Location
- 63 Keady Road Armagh, County Armagh, BT60 3AS Northern Ireland
- Coordinates: 54°19′52″N 6°39′30″W﻿ / ﻿54.3310°N 6.6583°W

Information
- Type: Integrated
- Motto: Together We Can Make A Difference
- Established: 2004
- Status: Closed
- Closed: 2009
- Principal: Dominic Clark
- Gender: Co-Educational
- Age: 11 to 18
- Enrolment: 200+

= Armagh Integrated College =

Armagh Integrated College was an integrated school in Armagh City, County Armagh, Northern Ireland.

The college began when a group of local parents from both Catholic and Protestant traditions came together to seek integrated second level provision in the Armagh City area. The college was an all-ability, co-educational school and was open to all children.

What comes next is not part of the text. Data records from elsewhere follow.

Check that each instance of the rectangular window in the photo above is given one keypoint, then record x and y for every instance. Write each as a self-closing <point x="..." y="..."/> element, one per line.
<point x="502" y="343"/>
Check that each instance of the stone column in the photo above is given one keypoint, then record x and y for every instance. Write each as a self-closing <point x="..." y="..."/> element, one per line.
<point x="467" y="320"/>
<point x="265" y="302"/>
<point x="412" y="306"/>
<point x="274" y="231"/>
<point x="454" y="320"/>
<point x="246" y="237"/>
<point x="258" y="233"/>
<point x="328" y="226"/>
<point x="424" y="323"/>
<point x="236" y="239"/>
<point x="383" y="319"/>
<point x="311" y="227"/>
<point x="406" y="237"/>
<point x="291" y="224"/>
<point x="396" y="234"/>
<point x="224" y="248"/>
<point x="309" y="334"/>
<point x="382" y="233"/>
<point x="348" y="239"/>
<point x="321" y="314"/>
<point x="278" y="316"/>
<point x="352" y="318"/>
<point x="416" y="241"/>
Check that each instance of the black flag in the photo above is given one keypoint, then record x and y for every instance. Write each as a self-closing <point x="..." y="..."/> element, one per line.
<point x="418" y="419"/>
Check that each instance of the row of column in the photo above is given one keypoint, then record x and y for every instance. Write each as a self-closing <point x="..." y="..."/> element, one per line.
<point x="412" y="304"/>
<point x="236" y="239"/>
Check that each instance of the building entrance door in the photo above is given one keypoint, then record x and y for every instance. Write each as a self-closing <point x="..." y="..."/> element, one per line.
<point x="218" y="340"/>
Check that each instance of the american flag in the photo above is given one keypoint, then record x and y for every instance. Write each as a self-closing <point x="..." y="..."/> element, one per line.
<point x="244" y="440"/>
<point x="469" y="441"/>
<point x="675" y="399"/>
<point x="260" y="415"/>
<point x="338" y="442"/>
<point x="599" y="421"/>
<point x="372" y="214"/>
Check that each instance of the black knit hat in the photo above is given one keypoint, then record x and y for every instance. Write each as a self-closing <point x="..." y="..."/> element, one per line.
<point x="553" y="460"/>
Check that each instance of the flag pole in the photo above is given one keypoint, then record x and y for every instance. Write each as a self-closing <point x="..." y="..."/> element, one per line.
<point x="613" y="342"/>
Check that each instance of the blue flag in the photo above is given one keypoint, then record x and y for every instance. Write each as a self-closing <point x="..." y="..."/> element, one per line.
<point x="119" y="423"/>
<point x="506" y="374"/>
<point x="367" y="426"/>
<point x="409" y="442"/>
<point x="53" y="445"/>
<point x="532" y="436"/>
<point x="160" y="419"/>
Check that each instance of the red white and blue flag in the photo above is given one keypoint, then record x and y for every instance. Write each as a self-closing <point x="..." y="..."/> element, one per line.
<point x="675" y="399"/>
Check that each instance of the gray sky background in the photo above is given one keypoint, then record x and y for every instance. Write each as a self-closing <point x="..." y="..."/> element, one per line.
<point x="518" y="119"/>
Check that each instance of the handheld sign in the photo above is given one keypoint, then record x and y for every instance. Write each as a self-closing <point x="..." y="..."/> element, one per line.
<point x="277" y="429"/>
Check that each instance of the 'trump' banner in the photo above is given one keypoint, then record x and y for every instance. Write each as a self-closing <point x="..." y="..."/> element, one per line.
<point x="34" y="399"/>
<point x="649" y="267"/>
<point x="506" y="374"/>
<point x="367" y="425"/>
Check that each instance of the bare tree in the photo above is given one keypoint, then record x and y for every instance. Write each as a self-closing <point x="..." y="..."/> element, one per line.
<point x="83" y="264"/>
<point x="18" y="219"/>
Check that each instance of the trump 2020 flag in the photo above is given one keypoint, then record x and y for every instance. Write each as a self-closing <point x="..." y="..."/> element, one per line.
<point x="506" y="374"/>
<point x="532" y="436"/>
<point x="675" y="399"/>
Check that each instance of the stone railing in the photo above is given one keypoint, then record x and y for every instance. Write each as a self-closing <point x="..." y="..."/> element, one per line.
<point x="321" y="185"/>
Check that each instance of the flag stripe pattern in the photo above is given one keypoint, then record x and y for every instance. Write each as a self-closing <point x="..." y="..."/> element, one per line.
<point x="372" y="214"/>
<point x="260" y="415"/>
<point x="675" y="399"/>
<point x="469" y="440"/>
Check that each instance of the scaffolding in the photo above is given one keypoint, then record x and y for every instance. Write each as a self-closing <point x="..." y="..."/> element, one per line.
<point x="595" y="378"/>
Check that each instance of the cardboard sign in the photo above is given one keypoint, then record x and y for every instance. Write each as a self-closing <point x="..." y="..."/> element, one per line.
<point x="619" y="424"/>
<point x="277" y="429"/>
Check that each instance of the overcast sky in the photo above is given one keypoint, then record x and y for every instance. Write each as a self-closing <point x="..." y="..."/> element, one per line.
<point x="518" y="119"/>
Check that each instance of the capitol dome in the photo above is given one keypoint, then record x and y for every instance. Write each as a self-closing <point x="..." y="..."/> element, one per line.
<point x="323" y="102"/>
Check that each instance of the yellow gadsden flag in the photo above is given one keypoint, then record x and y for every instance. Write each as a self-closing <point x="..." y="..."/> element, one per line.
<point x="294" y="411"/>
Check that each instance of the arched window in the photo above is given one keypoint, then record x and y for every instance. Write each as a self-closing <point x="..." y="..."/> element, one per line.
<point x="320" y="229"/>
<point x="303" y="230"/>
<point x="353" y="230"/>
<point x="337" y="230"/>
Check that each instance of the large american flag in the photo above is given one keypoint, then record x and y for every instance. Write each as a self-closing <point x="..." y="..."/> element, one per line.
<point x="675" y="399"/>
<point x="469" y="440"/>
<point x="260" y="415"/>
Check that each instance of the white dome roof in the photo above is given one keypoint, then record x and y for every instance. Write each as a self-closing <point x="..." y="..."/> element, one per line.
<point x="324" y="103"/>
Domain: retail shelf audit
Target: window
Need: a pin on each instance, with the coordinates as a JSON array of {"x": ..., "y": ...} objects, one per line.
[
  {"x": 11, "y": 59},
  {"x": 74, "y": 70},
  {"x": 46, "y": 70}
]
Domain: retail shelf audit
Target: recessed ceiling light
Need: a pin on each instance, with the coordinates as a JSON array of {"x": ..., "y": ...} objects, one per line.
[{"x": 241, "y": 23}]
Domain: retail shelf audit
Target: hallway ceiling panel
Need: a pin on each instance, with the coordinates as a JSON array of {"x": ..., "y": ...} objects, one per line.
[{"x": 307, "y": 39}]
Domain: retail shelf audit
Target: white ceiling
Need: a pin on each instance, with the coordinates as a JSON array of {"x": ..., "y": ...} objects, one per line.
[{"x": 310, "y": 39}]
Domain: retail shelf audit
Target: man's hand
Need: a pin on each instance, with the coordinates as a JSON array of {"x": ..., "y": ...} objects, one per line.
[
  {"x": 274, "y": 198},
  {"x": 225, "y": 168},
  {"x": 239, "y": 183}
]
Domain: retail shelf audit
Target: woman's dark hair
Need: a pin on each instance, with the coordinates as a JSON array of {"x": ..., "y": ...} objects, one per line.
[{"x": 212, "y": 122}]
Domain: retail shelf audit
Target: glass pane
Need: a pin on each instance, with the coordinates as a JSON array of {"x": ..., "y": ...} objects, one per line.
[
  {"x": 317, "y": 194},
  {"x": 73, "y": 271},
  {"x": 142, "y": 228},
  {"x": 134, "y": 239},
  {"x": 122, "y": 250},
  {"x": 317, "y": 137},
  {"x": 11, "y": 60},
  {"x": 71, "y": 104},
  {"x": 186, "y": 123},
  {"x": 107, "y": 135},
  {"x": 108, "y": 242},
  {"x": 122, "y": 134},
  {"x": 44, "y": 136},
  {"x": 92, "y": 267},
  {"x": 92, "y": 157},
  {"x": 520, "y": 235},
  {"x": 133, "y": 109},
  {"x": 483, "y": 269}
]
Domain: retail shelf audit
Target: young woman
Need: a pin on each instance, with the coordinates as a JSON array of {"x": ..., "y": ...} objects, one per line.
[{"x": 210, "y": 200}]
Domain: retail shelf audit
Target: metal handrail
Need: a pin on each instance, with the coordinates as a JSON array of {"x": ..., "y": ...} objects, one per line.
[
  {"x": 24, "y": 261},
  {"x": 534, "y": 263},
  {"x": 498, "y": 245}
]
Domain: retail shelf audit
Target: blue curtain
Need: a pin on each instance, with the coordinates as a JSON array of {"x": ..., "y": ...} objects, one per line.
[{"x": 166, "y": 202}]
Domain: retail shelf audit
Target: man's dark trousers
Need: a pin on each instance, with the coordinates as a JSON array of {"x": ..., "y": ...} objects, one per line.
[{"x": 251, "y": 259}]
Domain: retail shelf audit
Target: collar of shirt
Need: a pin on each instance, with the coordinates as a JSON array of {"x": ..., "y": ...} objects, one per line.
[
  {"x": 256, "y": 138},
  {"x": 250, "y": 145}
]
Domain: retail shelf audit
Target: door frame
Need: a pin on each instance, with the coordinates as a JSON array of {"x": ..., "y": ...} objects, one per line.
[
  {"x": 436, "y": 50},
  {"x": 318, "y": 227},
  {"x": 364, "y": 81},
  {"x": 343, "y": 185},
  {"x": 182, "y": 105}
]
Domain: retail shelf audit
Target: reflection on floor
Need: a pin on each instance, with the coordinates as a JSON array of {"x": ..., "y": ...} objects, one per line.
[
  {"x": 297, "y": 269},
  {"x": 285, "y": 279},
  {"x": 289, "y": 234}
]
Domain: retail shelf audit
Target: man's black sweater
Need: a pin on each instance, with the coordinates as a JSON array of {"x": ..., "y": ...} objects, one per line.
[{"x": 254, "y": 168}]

The school was opened in October 2004 by former Secretary of State for Northern Ireland, Mo Mowlam. It brought secondary level integrated education to the Armagh area, with many new students coming from the local integrated primary school (Saints and Scholars Integrated) and other schools. Due to falling enrollment, the school closed in August 2009. Michael Wardlow, the chief executive of the Northern Ireland Council for Integrated Education, said that the council trusts "that parents will consider keeping their children within the integrated family of schools and would encourage them to view Integrated College Dungannon, which has ably served both communities since 1995 as their future integrated option."